Surveillance. A sophisticated surveillance system is not absolutely necessary to see improvements of VAP rates in a single setting. Time-ordered analysis can be more easily performed to gauge improvement in the same hospital. Difficulties arise when benchmarking is attempted, and surveillance is integral to benchmarking. For this purpose, accurate surveillance is complex and requires the collation and assessment of data in varied formats: medication chart, medical record, laboratory data (including the microbiological reports), institutional pharmacy, and administrative databases, even including interviews with medical staff. This requires dedicated, specialized staff and is often time-consuming. Some conditions require surveillance to be continued after patient discharge. It is not surprising, therefore, that surveillance protocols and definitions differ from one center to another. Improving the quality of comparable data certainly requires an agency or a private association that plans, coordinates, and propagates harmonization of surveillance systems, such as the Centers for Disease Control and Prevention, the National Quality Forum [44], or the Institute for Healthcare Improvement in the United States [45].
Surveillance of VAP itself would probably not reduce infection rates in the absence of intervention. It would require at least the feedback of the results observed, which is already an intervention [46– 49]. Although their results were not based on randomized trials, German authors have shown that VAP rates decreased in hospitals participating in their national surveillance system [47, 48]. The availability of a microbiological surveillance system is classified as category of evidence grades IA– IB in guidelines for the prevention of nosocomial pneumonia [36]. Certainly, national or international surveillance programs exist, with a potential of standardizing main outcome parameters [50]. However, the degree of detail of the data collected is vital. Surveillance including only core data or VAP rates will not be able to take into account the case mix of the individual patient populations.
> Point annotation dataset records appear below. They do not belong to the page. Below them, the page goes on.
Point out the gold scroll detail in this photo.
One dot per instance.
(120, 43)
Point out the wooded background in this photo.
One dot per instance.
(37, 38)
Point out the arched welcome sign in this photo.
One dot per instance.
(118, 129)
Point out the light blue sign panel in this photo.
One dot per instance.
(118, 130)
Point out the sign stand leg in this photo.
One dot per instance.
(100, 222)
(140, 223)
Case mix. Case mix is the “curve ball” of any outcome benchmarking like VAP rates, and its impact on results should not be underestimated [51], which is true for most disease conditions among critically ill patients. These patients are difficult to categorize into comparable groups. They differ across age, immunosuppression status, comorbidities, smoking and immunization history, recent hospitalization, and even dental hygiene. The admission conditions that dictate the necessity for invasive procedures also represent risk factors for nosocomial infections and thus act as propensity factors. Even more confounding, patients are dynamic hosts themselves; their conditions vary over time during hospital stay and change in terms of risk factors. Among patients with VAP, disease severity and attributable mortality will be overestimated if only ICU admission criteria are retrospectively ascribed to each episode of VAP. Case mix is difficult and rarely accounted for in a meticulous way, thus frequently inviting inaccurate comparisons [52]. Underadjustment will punish the excellent centers.
Statistics. Besides the problem of case mix, relating VAP rates to risk factors to allow significant comparisons requires sophisticated adjustment for numerous parameters. The sample size needs to be massive for meaningful data to be collected. VAP incidence described as episodes per 1000 patient-days may underestimate the incidence expressed as episodes per 1000 ventilator-days by almost 40%, thus demonstrating that the method of reporting VAP rates has a significant impact on risk estimates [7]. Accordingly, clinicians in charge of patient-care policies should be aware of how to read and compare VAP rates [53]. Provided that the sample size is sufficient, problems related to statistics would be simple to overcome by consensus. This latter option might be to decide on ventilator-days at risk during a defined, meaningful study period as the main denominator of incidence density [7] and to assess only the first episode of VAP, to minimize clustering effects. Prevalence studies cannot be used to collect this type of information. Surveillance based on an incidence survey is more resource consuming than are prevalence surveys. The assessment of ventilator-days at risk demands ongoing continuous surveillance and individual patient data collection and monitoring [7], which are still rarely available in most ICUs.
To benchmark or not to benchmark VAP rates? In summary, accurate benchmarking for VAP rates seems to be currently unfeasible, even among wards of the same hospital. Limitations are mainly due to difficulties in adjustment for case mix and differences in the surveillance structure and techniques.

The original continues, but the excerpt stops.